A sudden look came to Marshall’s eyes, at once longing and terrified. His smile remained intact, but a tension passed through him. His lips tightened, as if he wanted to say something but couldn’t find the words. Alex found herself holding her breath, staring at him intently, willing him to say whatever it was that was bottled inside. A part of her felt as though whatever it was had been bottled for weeks, aching to come out. That part of her wanted it to come out, waited for echoes of a certain confession that she had not been ready for a fortnight ago. But now?
“Heaven’s sake, Alexandra. Why are you dawdling?” her mother called from the side of the lawn. The wedding party was still assembled and waiting as guest took their seats and the parish vicar readied things under the trellis. “We’re ready to start,” her mother told her in a harsh whisper as Alex and Marshall approached.
“Your bloom, madam,” Marshall greeted her, presenting her with the hydrangea blossom as greeting.
“Oh, I don’t care about that anymore.” Lady Char
lotte batted the blossom away. She hit Marshall’s hand and it dropped to the ground.
Alex’s heart and soul, her hopes and dreams, dropped with it.

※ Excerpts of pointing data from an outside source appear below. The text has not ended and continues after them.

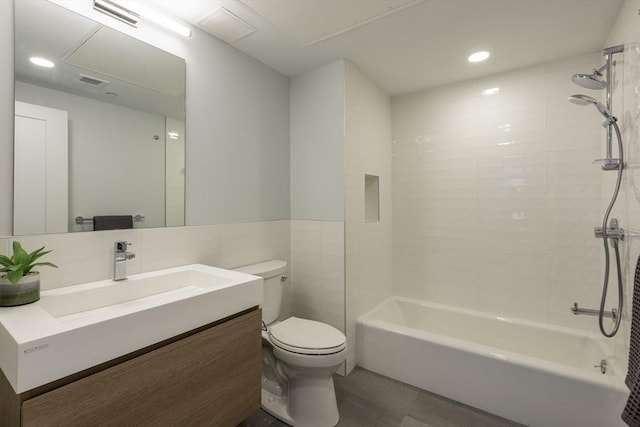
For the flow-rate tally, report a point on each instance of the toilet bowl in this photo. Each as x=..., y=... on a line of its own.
x=299, y=358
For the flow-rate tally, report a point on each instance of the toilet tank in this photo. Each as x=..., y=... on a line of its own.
x=271, y=273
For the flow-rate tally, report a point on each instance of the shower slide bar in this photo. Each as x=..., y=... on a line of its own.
x=613, y=314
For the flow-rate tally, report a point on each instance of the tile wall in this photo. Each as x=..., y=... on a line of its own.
x=627, y=108
x=495, y=196
x=317, y=271
x=368, y=244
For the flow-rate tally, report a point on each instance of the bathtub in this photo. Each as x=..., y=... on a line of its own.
x=525, y=371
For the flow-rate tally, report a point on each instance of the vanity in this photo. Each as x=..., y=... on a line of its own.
x=179, y=346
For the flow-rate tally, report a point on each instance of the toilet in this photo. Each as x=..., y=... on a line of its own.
x=299, y=358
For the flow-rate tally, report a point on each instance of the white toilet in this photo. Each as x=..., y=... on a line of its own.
x=299, y=358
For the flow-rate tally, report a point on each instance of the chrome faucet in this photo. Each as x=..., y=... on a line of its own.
x=120, y=257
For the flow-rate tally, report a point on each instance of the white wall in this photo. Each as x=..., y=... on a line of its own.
x=6, y=118
x=317, y=194
x=317, y=143
x=495, y=197
x=116, y=167
x=368, y=244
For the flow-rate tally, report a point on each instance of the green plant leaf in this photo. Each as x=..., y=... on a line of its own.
x=20, y=256
x=15, y=276
x=6, y=261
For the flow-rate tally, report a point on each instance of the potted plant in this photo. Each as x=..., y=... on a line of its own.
x=19, y=283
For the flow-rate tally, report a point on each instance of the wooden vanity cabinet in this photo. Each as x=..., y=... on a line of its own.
x=207, y=377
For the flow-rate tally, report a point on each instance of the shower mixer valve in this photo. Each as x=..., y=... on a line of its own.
x=613, y=231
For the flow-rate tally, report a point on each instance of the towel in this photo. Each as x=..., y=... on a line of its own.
x=112, y=222
x=631, y=413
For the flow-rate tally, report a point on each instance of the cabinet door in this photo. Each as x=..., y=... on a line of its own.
x=211, y=378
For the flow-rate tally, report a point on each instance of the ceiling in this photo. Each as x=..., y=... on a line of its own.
x=407, y=45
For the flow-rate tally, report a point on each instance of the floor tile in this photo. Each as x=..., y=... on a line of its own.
x=412, y=422
x=389, y=394
x=367, y=399
x=357, y=411
x=439, y=411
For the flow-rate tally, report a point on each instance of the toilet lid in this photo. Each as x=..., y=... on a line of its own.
x=307, y=336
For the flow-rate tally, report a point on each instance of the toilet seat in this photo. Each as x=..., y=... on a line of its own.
x=305, y=336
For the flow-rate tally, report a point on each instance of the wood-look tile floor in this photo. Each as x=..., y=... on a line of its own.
x=366, y=399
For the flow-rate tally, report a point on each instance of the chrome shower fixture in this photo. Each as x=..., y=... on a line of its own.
x=586, y=100
x=591, y=81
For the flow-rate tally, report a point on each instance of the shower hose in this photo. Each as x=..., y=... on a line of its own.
x=605, y=240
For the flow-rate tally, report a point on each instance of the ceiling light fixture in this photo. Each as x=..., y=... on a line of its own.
x=478, y=56
x=163, y=21
x=117, y=11
x=131, y=12
x=41, y=62
x=491, y=91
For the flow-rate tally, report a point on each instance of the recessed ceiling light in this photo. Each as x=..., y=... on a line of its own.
x=491, y=91
x=42, y=62
x=479, y=56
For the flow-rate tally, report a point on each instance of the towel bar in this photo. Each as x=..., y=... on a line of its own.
x=81, y=220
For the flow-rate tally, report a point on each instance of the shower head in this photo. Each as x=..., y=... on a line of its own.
x=586, y=100
x=590, y=81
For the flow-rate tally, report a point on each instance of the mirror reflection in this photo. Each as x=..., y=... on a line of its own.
x=99, y=130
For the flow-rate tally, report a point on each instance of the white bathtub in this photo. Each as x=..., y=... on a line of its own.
x=525, y=371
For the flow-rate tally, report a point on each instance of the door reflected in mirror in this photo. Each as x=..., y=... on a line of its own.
x=120, y=150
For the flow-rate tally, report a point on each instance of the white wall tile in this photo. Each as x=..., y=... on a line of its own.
x=509, y=195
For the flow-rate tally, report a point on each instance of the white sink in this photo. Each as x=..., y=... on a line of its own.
x=76, y=327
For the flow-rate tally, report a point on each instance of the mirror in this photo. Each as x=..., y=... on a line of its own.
x=102, y=132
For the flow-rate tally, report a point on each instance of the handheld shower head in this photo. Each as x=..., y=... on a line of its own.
x=590, y=81
x=586, y=100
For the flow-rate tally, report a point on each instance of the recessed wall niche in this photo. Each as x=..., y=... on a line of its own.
x=371, y=198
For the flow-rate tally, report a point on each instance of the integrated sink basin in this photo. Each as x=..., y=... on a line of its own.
x=109, y=293
x=77, y=327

The only thing that kept her from sinking into the mire of despair was Marshall’s arm holding her up.
“Go take your seat,” her mother ordered. “We’re ready to start.” She pointed to the front row, where Elizabeth and Uncle Gerald were seated.
Without a word, Alex and Marshall started toward the row. Before they were halfway there, George and Arabella slipped into the remaining seats in the front row, seating themselves by Elizabeth’s side without a thought for who the chairs were intended for.
Alex didn’t realize she’d frozen in her spot until Marshall whispered, “Never mind. We’ll find somewhere else to sit.”
She swallowed, then nodded, face flushed pink with shock and sorrow. The string quartet that had been hired to play for the ceremony began their song. Marshall escorted her to a chair a few rows back from the front, then sat by her side. There was nothing left that Alex could do but watch as the last of her life changed forever.
Lawrence
The courtroom should have been crowded, packed to the rafters. People should have come from far and wide to see the testimony, to see the most important moment of Lawrence’s life. Everything he had ever wanted, everything he had ever loved, came down to a decision that would be made by the wiry, gruff old man who shuffled onto the bench at the front of the half-filled courtroom. For Lawrence, it was the heart-stopping moment he had waited for all summer. To the rest of Kendal, the rest of Cumbria and the world, it was just another trial in a backwoods town.
“Come to order,” the magistrate directed the courtroom.
For the most part, the people assembled complied. Lawrence took his seat, back stiff with anticipation.
“We’ll do well,” Beach reassured him to his right. “The barrister your friend, Mr. Throckmorton, paid for is amongst the very best. That alone could sway the magistrate. And with the testimony of young Connie, we may even see Hoag taken into custody after Matty is set free.”